Front. Med., 30 November 2023
Sec. Healthcare Professions Education
This article is part of the Research Topic Dental Education View all 5 articles

Back to basics: reflective take on role of MCQs in undergraduate Malaysian dental professional qualifying exams

\r\nAvita Rath,
&#x;Avita Rath1,2*
  • 1Faculty of Dentistry, SEGi University, Petaling Jaya, Selangor, Malaysia
  • 2Edinburgh Medical School- Clinical Education, University of Edinburgh, Edinburgh, United Kingdom

Introduction

The Bachelor's Dental Programme (BDS) in Malaysia is a 5-year full-time undergraduate course, the tenets of which lie in an overarching competency- and outcome-based curriculum (1). It aims to prepare dental students to become independent, reflective practitioners who deliver quality patient care (2). The programme aims at organizing the graduates' attributes around a wide range of competencies that include evidence-based knowledge, critical thinking, problem-solving, procedural skills, ethical values, and professionalism (3, 4). It also emphasizes student-centered learning and provides a design-down framework based on attainable learning objectives that drive the pedagogy/instructions reflected in an authentic assessment (5, 6).

The final summative assessment, or the professional examination, is usually a combination of written and performance-based formats that aim to measure the different facets of competencies in alignment with the course goals as per the Malaysian Dental Council guidelines (3). Written assessments that entail 60% of the final grades have long prevailed in assessments to capture the cognitive domains of Bloom's Taxonomy that may span from knowledge recall to evaluation or capture the “knows and knows-how” of Miller's pyramid of competency (4, 7, 8). Among other formats, multiple choice questions (MCQ) is the most sought-after design for these forms of assessments. Albeit known for their ubiquitous presence due to their testing breadth of knowledge and ease of administration, they are spuriously known to defy recommended guidelines and have garnered a negative reputation for engaging lower cognitive domains or even the test-wiseness ability in lieu of actual knowledge (9, 10). Our existing MCQ paper consists of 60 items of one-correct answer (OCA) with four options and complex two-tier or K-type questions that predominantly assess rote recall. Supposedly, if the final summative assessment provides legitimacy by certifying the measured competencies (11), in that case, the predictive accuracy of an assessment toward measured competency (12) may be questionable, putting the quality of the entire programme at risk and prompting immediate action (13). Moreover, under the new dental act (14), the graduates must appear for a professional qualifying examination (PQE), a licensing exam with single best answers (SBA), and an objective structured clinical examination (OSCE) format commencing in 2025, to register for practice (14). Hence, it seems incumbent to go back to basics, revisit MCQ for its worth as an authentic assessment tool, and take a pragmatic approach contingent on its pros and cons, its acquiescence with other assessment formats, and its fitness for the purpose of qualifying exams for courses like dentistry such as ours.

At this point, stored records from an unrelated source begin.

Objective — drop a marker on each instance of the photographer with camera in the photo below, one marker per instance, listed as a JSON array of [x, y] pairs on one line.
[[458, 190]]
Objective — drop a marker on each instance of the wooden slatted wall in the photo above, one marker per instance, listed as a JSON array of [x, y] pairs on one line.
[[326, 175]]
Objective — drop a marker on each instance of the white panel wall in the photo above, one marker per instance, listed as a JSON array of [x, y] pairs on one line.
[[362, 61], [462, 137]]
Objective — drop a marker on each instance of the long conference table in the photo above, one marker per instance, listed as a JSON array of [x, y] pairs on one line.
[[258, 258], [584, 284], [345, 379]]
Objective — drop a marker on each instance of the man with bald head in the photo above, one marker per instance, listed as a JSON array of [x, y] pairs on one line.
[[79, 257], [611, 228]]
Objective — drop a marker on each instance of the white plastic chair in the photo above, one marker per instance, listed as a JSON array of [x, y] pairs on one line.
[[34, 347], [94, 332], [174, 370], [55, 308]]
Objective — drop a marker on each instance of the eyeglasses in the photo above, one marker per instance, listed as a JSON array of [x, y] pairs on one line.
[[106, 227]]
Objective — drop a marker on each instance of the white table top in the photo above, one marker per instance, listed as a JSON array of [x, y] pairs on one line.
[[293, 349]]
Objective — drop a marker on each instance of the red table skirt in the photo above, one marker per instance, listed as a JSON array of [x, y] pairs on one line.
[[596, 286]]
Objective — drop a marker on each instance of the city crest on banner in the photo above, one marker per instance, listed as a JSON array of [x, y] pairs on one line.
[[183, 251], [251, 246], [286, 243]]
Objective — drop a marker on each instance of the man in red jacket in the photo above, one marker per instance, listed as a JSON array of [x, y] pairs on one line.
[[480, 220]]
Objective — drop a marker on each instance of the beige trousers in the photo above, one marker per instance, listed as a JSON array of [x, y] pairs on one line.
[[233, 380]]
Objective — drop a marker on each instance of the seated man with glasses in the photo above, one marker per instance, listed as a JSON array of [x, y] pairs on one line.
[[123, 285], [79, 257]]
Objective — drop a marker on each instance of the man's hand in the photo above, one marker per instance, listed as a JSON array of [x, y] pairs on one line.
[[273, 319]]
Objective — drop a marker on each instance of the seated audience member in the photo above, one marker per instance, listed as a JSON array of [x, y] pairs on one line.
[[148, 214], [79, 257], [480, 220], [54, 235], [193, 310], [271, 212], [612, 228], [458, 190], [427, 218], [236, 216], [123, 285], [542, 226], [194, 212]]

Purposes of the assessment

Boud famously stipulated that “assessment always does double duty” (15). Based on the stakes involved, those duties/purposes could be broadly divided as formative or assessment for learning, which are low-stakes, ongoing, address the gaps, and assimilate notions construed by the learners by re-clarifying the learning outcomes. Whereas summative or assessment of learning is applied at the end of a module or the course itself. It forms the crux for high-stakes decisions to pass or fail. The data accrued from these assessments further typifies the programme evaluation and holds accountability to stakeholders (16).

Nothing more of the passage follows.